Here, Kenneth highlights a certain “happy grace” of self-forgetfulness, the beauty of going about life as though unobserved (something our surveilled and exhibitionist modern selves could use more of). This kind of grace doesn’t require solitude, just an ease of living comfortably with one’s closest companions, without any requirement to impress them or prove to anyone that you belong. This, combined with the final dream-like portrait of a bird nestling into “perfect stillness” and a bitter reminder of the blizzard at their backs, propels Mole and Rat onward through the snow. They are in the home stretch, they can smell it. It’s only a matter of time.
But then something imperious and familiar takes hold of Mole, and everything shifts.
The summons, when it comes, is described as an “electric shock,” a “mysterious fairy call” that literally grabs Mole and will not let go. Mole’s old home — the one he hanged spring cleaning in and then abandoned to go gallivanting along the river with Rat — is close, and everything in Mole turns toward it with full and joyous yearning.
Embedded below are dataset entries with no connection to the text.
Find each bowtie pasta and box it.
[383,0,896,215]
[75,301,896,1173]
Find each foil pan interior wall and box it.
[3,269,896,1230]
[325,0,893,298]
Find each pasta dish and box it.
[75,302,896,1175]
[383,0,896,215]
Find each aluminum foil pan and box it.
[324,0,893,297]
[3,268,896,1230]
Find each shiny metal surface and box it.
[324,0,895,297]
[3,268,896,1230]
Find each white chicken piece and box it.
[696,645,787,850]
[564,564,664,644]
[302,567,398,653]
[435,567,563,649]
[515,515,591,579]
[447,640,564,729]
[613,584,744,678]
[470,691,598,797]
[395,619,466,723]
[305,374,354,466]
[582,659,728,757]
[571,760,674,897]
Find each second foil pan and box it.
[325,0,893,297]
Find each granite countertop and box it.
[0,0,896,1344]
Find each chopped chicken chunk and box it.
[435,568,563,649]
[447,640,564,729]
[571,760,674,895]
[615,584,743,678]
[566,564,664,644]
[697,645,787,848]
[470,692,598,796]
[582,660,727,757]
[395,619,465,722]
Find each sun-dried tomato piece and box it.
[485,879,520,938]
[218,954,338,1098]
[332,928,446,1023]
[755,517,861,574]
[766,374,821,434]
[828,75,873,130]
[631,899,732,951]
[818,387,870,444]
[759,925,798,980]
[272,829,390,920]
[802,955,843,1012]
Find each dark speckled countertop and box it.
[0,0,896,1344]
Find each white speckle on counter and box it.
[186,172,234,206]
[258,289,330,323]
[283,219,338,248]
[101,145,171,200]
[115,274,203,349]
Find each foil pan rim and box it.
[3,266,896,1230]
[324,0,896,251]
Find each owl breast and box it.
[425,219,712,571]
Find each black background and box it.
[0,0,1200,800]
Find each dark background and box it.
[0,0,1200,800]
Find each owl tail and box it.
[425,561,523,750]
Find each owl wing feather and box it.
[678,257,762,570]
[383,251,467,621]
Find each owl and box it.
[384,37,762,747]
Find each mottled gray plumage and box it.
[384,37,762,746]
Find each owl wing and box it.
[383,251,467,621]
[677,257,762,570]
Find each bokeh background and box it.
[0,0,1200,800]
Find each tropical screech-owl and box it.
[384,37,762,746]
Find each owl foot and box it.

“Now, with a rush of old memories, how clearly it stood up before him, in the darkness! Shabby indeed, and small and poorly furnished, and yet his, the home he had made for himself, the home he had been so happy to get back to after his day’s work. And the home had been happy with him, too, evidently, and was missing him, and wanted him back, and was telling him so…”
Notice Mole’s impressions: he recognizes, humble animal, that there is not much to his old home. It is small and shabby and doesn’t rightly compare to the other homes he has experienced to this point. Toad’s home is palatial and grand, Rat’s home speaks of summer and adventures along the river, and Badger’s home is the epitome of simple hospitality. By comparison, Mole’s old digs are not known for extravagance, excitement, or coziness. The only thing we know of them is that last spring while cleaning, he couldn’t stand them anymore and wanted to get out.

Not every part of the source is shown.